LAWRENCEVILLE - An evaluation by Immigration and Customs Enforcement agents has found that 68 percent of the current, foreign-born inmates at the Gwinnett County Jail entered the United States illegally.
The 26-day evaluation, referred to as a CAP (Criminal Alien Program) surge, concluded Wednesday. In that time span, ICE agents pinpointed 914 jail inmates and new book-ins who are illegal immigrants. About a third of those have been released to ICE already, while the others are being detained for possible deportation, officials announced at a jail press conference.
The immigrants came to Gwinnett from several countries, including Mexico and more far-flung locales like Honduras and Russia, officials said.
Gwinnett County Sheriff Butch Conway, who's been criticized for supporting a fast-track system to deport criminal aliens, stressed that no one outside the jail was checked for citizenship during the surge. All jail inmates, which average about 2,700 per day, were screened, regardless of their claim to citizenship, he said.

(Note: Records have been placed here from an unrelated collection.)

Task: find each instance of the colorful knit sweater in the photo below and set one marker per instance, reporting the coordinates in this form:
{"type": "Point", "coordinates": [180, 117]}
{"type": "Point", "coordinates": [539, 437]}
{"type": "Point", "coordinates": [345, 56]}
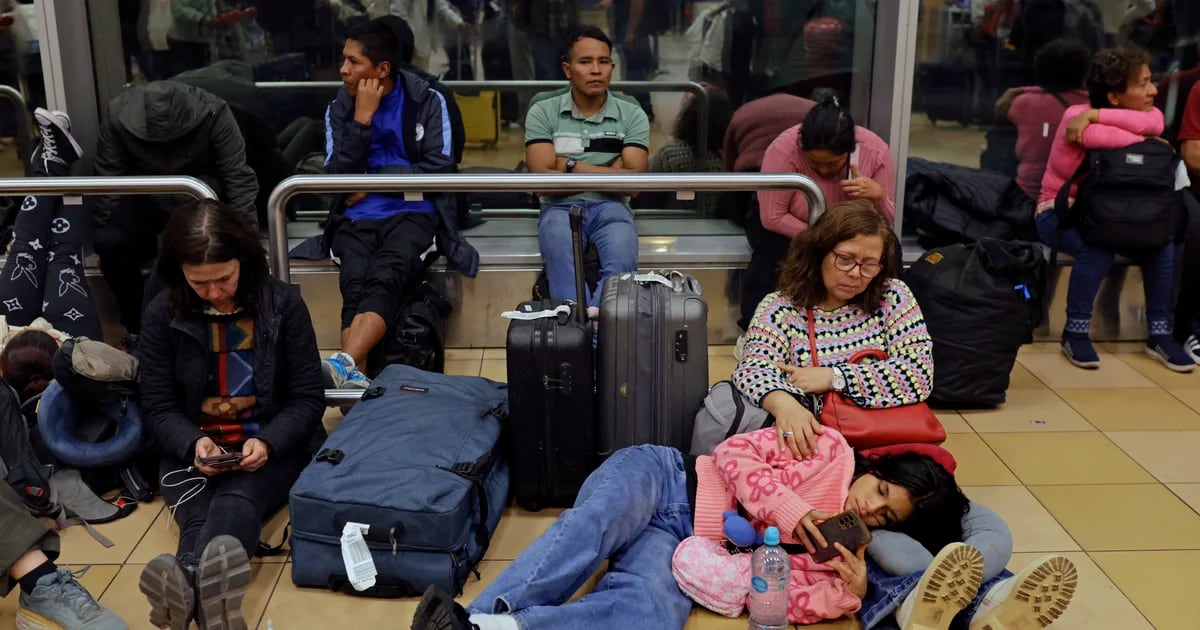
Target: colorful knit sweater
{"type": "Point", "coordinates": [779, 334]}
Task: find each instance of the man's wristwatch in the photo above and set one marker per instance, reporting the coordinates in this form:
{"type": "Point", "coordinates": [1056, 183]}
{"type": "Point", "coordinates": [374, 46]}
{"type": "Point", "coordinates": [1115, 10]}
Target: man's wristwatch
{"type": "Point", "coordinates": [839, 379]}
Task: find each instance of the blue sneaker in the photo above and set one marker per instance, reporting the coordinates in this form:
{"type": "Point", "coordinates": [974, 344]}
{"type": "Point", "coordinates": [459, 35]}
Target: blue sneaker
{"type": "Point", "coordinates": [1079, 351]}
{"type": "Point", "coordinates": [342, 373]}
{"type": "Point", "coordinates": [1169, 353]}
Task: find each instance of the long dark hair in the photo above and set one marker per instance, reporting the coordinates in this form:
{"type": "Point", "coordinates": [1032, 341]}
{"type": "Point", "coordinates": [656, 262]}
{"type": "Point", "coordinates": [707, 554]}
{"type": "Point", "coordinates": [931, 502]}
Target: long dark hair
{"type": "Point", "coordinates": [25, 363]}
{"type": "Point", "coordinates": [937, 502]}
{"type": "Point", "coordinates": [203, 232]}
{"type": "Point", "coordinates": [799, 274]}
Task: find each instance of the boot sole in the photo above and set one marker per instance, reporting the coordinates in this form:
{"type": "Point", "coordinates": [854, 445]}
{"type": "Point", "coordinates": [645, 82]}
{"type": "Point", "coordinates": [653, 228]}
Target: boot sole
{"type": "Point", "coordinates": [947, 587]}
{"type": "Point", "coordinates": [168, 592]}
{"type": "Point", "coordinates": [1041, 595]}
{"type": "Point", "coordinates": [222, 580]}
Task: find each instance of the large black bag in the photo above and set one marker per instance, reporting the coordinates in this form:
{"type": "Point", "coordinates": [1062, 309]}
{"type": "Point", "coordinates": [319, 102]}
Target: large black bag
{"type": "Point", "coordinates": [981, 303]}
{"type": "Point", "coordinates": [1126, 197]}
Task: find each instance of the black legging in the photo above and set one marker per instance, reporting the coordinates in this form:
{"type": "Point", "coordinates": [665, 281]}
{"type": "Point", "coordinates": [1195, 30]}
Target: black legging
{"type": "Point", "coordinates": [43, 274]}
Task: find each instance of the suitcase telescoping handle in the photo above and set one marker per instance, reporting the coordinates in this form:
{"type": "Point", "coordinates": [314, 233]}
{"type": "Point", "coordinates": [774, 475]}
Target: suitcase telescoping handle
{"type": "Point", "coordinates": [581, 311]}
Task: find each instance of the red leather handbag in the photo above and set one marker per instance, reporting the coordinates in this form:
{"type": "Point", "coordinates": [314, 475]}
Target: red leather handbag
{"type": "Point", "coordinates": [865, 429]}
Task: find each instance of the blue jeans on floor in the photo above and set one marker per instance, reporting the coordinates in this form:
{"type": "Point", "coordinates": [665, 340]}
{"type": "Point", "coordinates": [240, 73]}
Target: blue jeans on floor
{"type": "Point", "coordinates": [609, 225]}
{"type": "Point", "coordinates": [1092, 265]}
{"type": "Point", "coordinates": [634, 511]}
{"type": "Point", "coordinates": [886, 592]}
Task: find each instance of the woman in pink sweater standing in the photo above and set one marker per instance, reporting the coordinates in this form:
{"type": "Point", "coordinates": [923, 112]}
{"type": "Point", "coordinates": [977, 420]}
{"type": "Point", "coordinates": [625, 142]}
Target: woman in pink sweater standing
{"type": "Point", "coordinates": [846, 162]}
{"type": "Point", "coordinates": [1121, 113]}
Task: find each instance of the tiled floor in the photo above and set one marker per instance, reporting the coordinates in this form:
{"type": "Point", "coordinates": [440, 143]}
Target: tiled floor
{"type": "Point", "coordinates": [1086, 463]}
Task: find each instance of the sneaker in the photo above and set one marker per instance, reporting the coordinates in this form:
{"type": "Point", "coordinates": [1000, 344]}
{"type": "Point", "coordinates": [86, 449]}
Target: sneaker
{"type": "Point", "coordinates": [60, 601]}
{"type": "Point", "coordinates": [342, 373]}
{"type": "Point", "coordinates": [221, 582]}
{"type": "Point", "coordinates": [58, 145]}
{"type": "Point", "coordinates": [1170, 353]}
{"type": "Point", "coordinates": [439, 611]}
{"type": "Point", "coordinates": [168, 589]}
{"type": "Point", "coordinates": [1079, 351]}
{"type": "Point", "coordinates": [1033, 598]}
{"type": "Point", "coordinates": [947, 587]}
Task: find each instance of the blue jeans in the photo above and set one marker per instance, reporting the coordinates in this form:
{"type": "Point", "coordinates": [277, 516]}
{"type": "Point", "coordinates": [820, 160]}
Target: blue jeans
{"type": "Point", "coordinates": [886, 592]}
{"type": "Point", "coordinates": [609, 225]}
{"type": "Point", "coordinates": [633, 510]}
{"type": "Point", "coordinates": [1092, 265]}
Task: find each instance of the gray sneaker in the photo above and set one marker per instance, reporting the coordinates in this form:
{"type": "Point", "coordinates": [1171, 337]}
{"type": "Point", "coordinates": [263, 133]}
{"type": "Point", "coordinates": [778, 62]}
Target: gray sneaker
{"type": "Point", "coordinates": [60, 601]}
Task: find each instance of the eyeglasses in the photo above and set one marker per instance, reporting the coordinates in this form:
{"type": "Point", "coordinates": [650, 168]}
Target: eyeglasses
{"type": "Point", "coordinates": [847, 263]}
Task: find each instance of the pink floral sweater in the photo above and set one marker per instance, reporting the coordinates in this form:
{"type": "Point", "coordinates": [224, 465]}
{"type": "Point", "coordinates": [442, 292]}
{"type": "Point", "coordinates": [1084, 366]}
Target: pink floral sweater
{"type": "Point", "coordinates": [775, 489]}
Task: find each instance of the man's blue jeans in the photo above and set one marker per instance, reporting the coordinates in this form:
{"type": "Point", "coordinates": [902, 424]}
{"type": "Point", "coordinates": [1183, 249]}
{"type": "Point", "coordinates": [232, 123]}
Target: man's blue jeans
{"type": "Point", "coordinates": [634, 511]}
{"type": "Point", "coordinates": [606, 225]}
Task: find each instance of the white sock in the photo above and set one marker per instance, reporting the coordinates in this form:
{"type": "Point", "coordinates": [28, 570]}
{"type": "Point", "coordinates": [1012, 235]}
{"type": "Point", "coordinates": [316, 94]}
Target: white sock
{"type": "Point", "coordinates": [495, 622]}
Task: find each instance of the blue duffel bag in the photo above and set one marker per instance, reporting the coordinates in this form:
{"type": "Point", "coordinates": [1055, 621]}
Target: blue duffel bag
{"type": "Point", "coordinates": [418, 463]}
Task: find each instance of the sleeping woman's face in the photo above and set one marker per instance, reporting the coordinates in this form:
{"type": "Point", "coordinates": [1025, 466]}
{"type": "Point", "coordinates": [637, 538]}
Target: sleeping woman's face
{"type": "Point", "coordinates": [879, 503]}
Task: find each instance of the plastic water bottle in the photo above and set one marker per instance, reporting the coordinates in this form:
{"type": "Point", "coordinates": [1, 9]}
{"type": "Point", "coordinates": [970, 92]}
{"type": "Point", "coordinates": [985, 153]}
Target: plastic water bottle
{"type": "Point", "coordinates": [769, 573]}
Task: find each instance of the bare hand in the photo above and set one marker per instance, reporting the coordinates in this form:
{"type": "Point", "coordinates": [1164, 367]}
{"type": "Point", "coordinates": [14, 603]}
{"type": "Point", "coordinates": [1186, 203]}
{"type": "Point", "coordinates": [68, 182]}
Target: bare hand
{"type": "Point", "coordinates": [367, 100]}
{"type": "Point", "coordinates": [862, 187]}
{"type": "Point", "coordinates": [807, 531]}
{"type": "Point", "coordinates": [255, 454]}
{"type": "Point", "coordinates": [852, 568]}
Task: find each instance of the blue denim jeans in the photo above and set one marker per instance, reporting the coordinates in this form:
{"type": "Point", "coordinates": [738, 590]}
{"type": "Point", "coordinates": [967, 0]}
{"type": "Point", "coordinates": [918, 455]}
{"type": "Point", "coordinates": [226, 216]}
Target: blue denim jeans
{"type": "Point", "coordinates": [609, 225]}
{"type": "Point", "coordinates": [634, 511]}
{"type": "Point", "coordinates": [886, 592]}
{"type": "Point", "coordinates": [1092, 265]}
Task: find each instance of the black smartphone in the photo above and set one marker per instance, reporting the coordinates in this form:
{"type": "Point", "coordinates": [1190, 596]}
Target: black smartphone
{"type": "Point", "coordinates": [846, 528]}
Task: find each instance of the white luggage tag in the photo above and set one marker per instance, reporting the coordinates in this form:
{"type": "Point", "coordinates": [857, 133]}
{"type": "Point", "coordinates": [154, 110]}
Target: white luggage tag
{"type": "Point", "coordinates": [359, 564]}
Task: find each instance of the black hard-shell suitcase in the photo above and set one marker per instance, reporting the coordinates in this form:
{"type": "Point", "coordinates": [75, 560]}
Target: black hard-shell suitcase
{"type": "Point", "coordinates": [552, 396]}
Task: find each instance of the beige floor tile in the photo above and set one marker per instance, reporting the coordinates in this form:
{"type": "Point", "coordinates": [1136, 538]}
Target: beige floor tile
{"type": "Point", "coordinates": [977, 466]}
{"type": "Point", "coordinates": [78, 546]}
{"type": "Point", "coordinates": [127, 601]}
{"type": "Point", "coordinates": [496, 370]}
{"type": "Point", "coordinates": [96, 580]}
{"type": "Point", "coordinates": [1122, 517]}
{"type": "Point", "coordinates": [517, 529]}
{"type": "Point", "coordinates": [1188, 492]}
{"type": "Point", "coordinates": [463, 367]}
{"type": "Point", "coordinates": [1162, 585]}
{"type": "Point", "coordinates": [1168, 455]}
{"type": "Point", "coordinates": [1159, 373]}
{"type": "Point", "coordinates": [1123, 409]}
{"type": "Point", "coordinates": [1054, 370]}
{"type": "Point", "coordinates": [1033, 528]}
{"type": "Point", "coordinates": [953, 421]}
{"type": "Point", "coordinates": [1027, 411]}
{"type": "Point", "coordinates": [1049, 459]}
{"type": "Point", "coordinates": [1098, 604]}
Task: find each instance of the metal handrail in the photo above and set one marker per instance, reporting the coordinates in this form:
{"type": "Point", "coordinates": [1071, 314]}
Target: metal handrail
{"type": "Point", "coordinates": [24, 126]}
{"type": "Point", "coordinates": [106, 185]}
{"type": "Point", "coordinates": [694, 88]}
{"type": "Point", "coordinates": [535, 183]}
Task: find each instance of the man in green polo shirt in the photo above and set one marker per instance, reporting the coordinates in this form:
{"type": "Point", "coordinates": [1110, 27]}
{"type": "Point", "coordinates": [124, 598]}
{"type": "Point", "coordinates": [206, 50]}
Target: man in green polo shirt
{"type": "Point", "coordinates": [587, 130]}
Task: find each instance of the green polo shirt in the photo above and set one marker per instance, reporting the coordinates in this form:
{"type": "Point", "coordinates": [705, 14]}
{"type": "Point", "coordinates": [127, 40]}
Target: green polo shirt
{"type": "Point", "coordinates": [597, 141]}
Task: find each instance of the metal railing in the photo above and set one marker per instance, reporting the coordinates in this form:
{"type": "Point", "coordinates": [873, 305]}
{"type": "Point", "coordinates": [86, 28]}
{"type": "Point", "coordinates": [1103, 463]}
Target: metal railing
{"type": "Point", "coordinates": [693, 88]}
{"type": "Point", "coordinates": [414, 186]}
{"type": "Point", "coordinates": [24, 125]}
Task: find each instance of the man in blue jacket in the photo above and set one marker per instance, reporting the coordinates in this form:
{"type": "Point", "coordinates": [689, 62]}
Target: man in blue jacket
{"type": "Point", "coordinates": [384, 120]}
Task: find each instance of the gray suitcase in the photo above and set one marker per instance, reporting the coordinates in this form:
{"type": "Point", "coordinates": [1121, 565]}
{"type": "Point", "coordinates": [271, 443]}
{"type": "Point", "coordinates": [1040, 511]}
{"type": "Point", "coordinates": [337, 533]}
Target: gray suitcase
{"type": "Point", "coordinates": [653, 360]}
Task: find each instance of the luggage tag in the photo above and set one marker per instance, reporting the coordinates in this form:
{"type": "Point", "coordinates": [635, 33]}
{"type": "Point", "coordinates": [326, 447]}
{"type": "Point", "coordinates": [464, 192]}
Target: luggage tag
{"type": "Point", "coordinates": [360, 568]}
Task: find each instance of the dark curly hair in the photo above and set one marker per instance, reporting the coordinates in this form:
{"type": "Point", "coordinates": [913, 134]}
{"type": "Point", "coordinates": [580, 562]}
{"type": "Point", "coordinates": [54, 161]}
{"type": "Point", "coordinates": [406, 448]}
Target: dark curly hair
{"type": "Point", "coordinates": [799, 274]}
{"type": "Point", "coordinates": [937, 502]}
{"type": "Point", "coordinates": [1111, 71]}
{"type": "Point", "coordinates": [202, 232]}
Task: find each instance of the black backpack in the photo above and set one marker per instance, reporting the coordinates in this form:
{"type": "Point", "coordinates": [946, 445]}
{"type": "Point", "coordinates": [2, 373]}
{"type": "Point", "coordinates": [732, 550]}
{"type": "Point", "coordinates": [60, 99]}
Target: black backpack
{"type": "Point", "coordinates": [1126, 198]}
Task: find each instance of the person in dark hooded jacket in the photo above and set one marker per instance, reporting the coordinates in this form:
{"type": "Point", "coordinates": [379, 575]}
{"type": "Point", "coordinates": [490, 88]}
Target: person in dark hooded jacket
{"type": "Point", "coordinates": [162, 129]}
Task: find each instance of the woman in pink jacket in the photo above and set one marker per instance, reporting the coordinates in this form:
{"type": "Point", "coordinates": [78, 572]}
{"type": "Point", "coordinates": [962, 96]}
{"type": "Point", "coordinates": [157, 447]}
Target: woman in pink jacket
{"type": "Point", "coordinates": [1121, 113]}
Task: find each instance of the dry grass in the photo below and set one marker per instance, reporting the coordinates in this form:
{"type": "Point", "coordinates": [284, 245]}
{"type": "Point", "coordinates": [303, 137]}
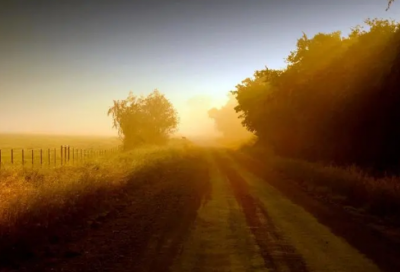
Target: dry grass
{"type": "Point", "coordinates": [34, 203]}
{"type": "Point", "coordinates": [346, 186]}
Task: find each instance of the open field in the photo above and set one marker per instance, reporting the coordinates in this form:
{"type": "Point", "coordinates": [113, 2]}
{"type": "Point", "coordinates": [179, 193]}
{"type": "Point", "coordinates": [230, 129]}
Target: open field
{"type": "Point", "coordinates": [45, 150]}
{"type": "Point", "coordinates": [36, 141]}
{"type": "Point", "coordinates": [182, 209]}
{"type": "Point", "coordinates": [49, 200]}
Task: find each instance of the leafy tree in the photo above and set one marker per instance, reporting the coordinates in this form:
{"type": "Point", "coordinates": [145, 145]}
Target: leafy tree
{"type": "Point", "coordinates": [336, 101]}
{"type": "Point", "coordinates": [144, 120]}
{"type": "Point", "coordinates": [228, 123]}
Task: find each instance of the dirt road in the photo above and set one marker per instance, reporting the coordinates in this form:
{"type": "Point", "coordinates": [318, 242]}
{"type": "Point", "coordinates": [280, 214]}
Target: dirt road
{"type": "Point", "coordinates": [211, 215]}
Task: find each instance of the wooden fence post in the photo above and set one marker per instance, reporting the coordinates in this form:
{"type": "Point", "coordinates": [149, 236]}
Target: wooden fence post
{"type": "Point", "coordinates": [65, 155]}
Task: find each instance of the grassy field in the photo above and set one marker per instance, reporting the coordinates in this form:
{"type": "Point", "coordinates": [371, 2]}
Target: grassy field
{"type": "Point", "coordinates": [349, 187]}
{"type": "Point", "coordinates": [44, 199]}
{"type": "Point", "coordinates": [46, 149]}
{"type": "Point", "coordinates": [36, 141]}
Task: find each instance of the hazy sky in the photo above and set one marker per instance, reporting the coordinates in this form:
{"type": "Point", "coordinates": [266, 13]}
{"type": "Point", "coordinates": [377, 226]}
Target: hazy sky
{"type": "Point", "coordinates": [63, 62]}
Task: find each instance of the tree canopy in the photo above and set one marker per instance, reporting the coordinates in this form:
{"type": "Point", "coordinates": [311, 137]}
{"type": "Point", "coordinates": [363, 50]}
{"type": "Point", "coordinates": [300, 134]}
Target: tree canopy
{"type": "Point", "coordinates": [336, 101]}
{"type": "Point", "coordinates": [144, 119]}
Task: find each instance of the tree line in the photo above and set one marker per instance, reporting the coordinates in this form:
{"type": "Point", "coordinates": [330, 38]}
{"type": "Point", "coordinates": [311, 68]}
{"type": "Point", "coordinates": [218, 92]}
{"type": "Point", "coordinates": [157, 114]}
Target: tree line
{"type": "Point", "coordinates": [337, 101]}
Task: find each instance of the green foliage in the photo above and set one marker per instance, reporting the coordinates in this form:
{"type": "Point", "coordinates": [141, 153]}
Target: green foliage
{"type": "Point", "coordinates": [227, 122]}
{"type": "Point", "coordinates": [144, 120]}
{"type": "Point", "coordinates": [335, 101]}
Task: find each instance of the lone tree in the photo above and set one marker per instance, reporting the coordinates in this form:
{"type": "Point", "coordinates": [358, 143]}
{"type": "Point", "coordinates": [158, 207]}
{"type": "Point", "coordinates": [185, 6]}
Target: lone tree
{"type": "Point", "coordinates": [144, 120]}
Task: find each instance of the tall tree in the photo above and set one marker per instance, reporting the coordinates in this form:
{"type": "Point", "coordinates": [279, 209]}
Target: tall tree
{"type": "Point", "coordinates": [144, 120]}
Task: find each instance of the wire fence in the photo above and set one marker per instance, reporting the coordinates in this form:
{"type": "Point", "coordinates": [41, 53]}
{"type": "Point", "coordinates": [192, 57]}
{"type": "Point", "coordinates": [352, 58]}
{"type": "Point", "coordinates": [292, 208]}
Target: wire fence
{"type": "Point", "coordinates": [50, 157]}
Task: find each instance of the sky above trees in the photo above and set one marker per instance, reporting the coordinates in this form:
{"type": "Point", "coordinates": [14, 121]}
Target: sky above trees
{"type": "Point", "coordinates": [62, 63]}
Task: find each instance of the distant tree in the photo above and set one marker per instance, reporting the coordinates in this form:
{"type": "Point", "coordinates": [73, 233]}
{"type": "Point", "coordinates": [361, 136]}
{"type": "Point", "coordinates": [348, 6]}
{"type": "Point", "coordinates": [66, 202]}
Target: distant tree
{"type": "Point", "coordinates": [144, 120]}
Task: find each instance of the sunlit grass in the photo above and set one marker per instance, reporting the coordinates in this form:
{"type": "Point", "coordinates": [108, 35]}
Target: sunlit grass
{"type": "Point", "coordinates": [41, 200]}
{"type": "Point", "coordinates": [347, 186]}
{"type": "Point", "coordinates": [350, 186]}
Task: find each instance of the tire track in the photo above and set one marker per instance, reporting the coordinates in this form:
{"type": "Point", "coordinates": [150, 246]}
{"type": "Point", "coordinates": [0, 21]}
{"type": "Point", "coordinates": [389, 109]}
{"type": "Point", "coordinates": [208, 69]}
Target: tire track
{"type": "Point", "coordinates": [278, 255]}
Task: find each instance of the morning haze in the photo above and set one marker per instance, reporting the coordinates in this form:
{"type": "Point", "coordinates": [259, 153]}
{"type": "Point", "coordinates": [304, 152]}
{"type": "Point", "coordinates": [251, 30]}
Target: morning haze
{"type": "Point", "coordinates": [253, 136]}
{"type": "Point", "coordinates": [62, 63]}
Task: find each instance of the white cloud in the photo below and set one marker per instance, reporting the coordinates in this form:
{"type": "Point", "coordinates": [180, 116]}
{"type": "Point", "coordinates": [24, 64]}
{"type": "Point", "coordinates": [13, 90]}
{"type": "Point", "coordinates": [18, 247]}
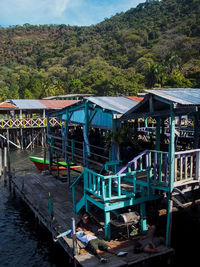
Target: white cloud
{"type": "Point", "coordinates": [73, 12]}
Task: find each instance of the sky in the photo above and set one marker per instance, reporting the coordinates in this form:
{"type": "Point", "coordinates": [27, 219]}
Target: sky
{"type": "Point", "coordinates": [69, 12]}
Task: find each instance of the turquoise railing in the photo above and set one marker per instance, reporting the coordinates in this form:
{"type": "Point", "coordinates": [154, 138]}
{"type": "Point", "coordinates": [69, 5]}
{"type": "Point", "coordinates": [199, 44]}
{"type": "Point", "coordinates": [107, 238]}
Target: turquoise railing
{"type": "Point", "coordinates": [108, 188]}
{"type": "Point", "coordinates": [187, 165]}
{"type": "Point", "coordinates": [156, 161]}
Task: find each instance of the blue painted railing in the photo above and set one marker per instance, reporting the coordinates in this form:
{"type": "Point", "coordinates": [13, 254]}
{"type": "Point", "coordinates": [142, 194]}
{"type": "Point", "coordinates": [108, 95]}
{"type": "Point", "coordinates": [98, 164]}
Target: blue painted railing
{"type": "Point", "coordinates": [156, 161]}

Of the 914 criminal aliens identified, Conway noted that dozens are charged with violent offenses, including murder (13), armed robbery (28) and aggravated assault (38). Conversely, nearly a third of those identified (274) are charged with DUI or driving with no license.
"I can categorically state that Gwinnett County is safer today because of this operation," Conway said. "(The county) has a problem with criminal illegal aliens. I think we're the elephant in the room with that one."
Larry Orton, an assistant field office director for ICE in Atlanta, stressed the CAP surge is separate from - and should not influence Gwinnett's possibility of being approved for - another federal program, 287 (g).
Under 287 (g), ICE would train jail deputies to access federal immigration databases, enabling them to begin deportation proceedings themselves. Conway said he hopes the program will be activated soon, pending federal approval.
Orton said the Atlanta ICE office processed 7,000 criminal alien cases last year - more than double the 3,000 cases tallied a year prior. Similar CAP programs have been completed recently in South Carolina and Texas. Gwinnett's dense foreign-born population made it a logical testing ground, he said.
Conway said Gwinnettians spend as much as $7 million per year housing illegal immigrants at the jail, and a permanent program like the CAP surge would shave costs to taxpayers.
"I would like to see a program like this 24-7," he said.
Opponents say the federal programs lead to racial profiling and the tearing apart of immigrant families.
Atlantans Building Leadership for Empowerment recently joined two more human-rights advocacy groups - Georgia Detention Watch and Concerned Black Clergy of metro Atlanta - who have publicly voiced disapproval of Conway's plans.
Opponents of 287 (g) announced Thursday they will next meet to pray "for an end to unscrupulous deportations" in Georgia at a Norcross church Feb. 12.